# The Dresser has Left the Porch!!!



## lickcreek (Apr 7, 2006)

Believe it or not, last night I was finally allowed to remove the old dresser (falling apart, drawer missing) that has been sitting on my porch for ... lets just leave it at "years"!! It was removed from my DS's room when we did a remodel, and I wanted to get rid of it then - yes the drawer was missing then. How a pre-teen boy can lose an entire dresser drawer is beyond me, but that is for another post! LOL!

DH refused to let me get rid of it because we might find the drawer again some day, and it was "such a nice old wood dresser"!! It sat out there long enough for the mice to move into it several times, for the right side to fall off, and the bottom of the bottom drawer to fall out. 

This last weekend we had a "bonfire" of sorts with some old timbers and pallets we needed to get rid of and some trees/brush we had cut down. DH has cut some more trees, and we have some old rotted lumber to burn off, also. I finally convinced DH that the dresser needed to be on that pile too! 

I think what finally convinced him was not the fact that the dresser could not be saved, but that we have a very large puppy that has started climbing up on everything that is stacked on the porch to torment the cats. I told DH that I was removing everything that he could climb up on, and that the dresser would have to go, too. He reluctantly agreed. 

So, 2 hours and several trips to the burn pile later, the porch is finally almost cleaned off. (Just a few tools of DHs that I will take care of tonight) and the grill can come back up off the sidewalk, and won't stick out in the middle of the porch anymore!! :sing: We don't cook on it on the porch, but I do run the side burner for canning on the porch where the wind is better blocked. And now I have room for that, too!!!

Sorry for rambling on for so long about this, but I am so excited to have my porch back. Of course, we'll see how long it takes everyone to pile it back full again. Seems like every clean space I create gets filled with twice as much junk in less time than it took to clean it.

But for the moment, I'm happy! :banana02:


----------



## Guest (Jul 23, 2009)

CONGRATS!!

Maybe now you can get a nice chair and have a good quiet place to have a nive cold glass of iced tea!


----------



## gone-a-milkin (Mar 4, 2007)

Yay! A reclaimed porch, I know how wonderful that is. 

I second the idea of making a nice sitting spot there.


----------



## Sumer (May 24, 2003)

Congratulations on claiming your porch!!

Im sorta jealous as I still have my sons dresser in my living room. It has all its drawers so it hasnt been banished outside yet. 

...ya know your going to find the missing drawer now dontcha... (ok that was my jealosy speaking LOL)


----------



## lickcreek (Apr 7, 2006)

Sumer, yes, I fully expect to find the drawer now!

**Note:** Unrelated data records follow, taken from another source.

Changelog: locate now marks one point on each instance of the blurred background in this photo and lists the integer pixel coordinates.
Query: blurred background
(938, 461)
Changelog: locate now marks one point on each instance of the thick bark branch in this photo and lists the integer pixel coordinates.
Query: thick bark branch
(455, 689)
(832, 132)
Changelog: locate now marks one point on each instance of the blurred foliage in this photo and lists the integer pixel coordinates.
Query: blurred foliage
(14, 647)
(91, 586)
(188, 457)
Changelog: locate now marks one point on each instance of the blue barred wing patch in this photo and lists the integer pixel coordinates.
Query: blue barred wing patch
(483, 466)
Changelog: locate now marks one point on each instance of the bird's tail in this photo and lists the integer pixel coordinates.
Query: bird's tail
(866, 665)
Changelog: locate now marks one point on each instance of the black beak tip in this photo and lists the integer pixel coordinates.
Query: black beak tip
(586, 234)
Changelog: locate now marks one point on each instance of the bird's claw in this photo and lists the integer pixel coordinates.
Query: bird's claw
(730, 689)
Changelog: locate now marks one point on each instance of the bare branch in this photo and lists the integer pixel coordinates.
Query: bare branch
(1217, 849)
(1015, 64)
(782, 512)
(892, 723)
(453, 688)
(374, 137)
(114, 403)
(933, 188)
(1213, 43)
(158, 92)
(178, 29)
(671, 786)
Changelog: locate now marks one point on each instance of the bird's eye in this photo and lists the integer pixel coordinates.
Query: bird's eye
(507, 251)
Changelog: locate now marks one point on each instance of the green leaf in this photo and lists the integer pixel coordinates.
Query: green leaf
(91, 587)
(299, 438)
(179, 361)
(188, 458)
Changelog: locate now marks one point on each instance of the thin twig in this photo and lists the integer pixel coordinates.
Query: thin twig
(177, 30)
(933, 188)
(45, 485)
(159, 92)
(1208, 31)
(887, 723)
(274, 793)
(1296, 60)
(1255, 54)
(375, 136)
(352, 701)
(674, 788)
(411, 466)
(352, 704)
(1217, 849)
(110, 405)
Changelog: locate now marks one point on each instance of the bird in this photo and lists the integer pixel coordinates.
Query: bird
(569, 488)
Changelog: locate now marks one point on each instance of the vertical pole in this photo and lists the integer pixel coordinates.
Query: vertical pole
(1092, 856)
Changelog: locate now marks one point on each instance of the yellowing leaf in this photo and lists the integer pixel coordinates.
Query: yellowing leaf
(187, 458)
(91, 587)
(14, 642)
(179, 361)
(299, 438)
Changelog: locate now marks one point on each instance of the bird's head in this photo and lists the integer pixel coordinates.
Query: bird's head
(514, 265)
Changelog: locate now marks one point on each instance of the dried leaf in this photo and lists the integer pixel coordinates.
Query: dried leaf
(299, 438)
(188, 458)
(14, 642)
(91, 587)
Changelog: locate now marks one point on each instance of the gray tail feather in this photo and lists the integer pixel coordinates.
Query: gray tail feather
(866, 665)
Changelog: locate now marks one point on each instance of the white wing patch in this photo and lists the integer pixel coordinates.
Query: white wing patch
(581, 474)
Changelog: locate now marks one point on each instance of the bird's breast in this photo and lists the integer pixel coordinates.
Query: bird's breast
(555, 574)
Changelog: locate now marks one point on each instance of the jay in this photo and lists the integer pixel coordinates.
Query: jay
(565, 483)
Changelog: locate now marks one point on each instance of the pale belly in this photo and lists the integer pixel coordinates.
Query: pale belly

LOL! OH, and don't be jealous. You seriously don't want to know how long that thing has been sitting on my porch. We're talking YEARS. Lots of them! LOL!!!

DH and I were discussing what to do with the porch, as the porch swing will one day be giving out. (plastic frame is starting to split from too many teenagers plopping down on it :flame DH mentioned we would need to get a new swing some day. I LOVE my swing, but cleaning behind it is a real pain. I told DH I was leaning more to a small table and some nice patio chairs. He said that would work too!!

Catch is, gotta find something that is going to hold up to the growing monster puppy (English Mastiff ). So we may just wait til the swing dies its slow death, which has taken 2 years so far since the first crack. Maybe by then we won't have to find something that will hold up to the kids, too! Using 'KIDS" pretty loosely since they are now 22 and 24 years old!


----------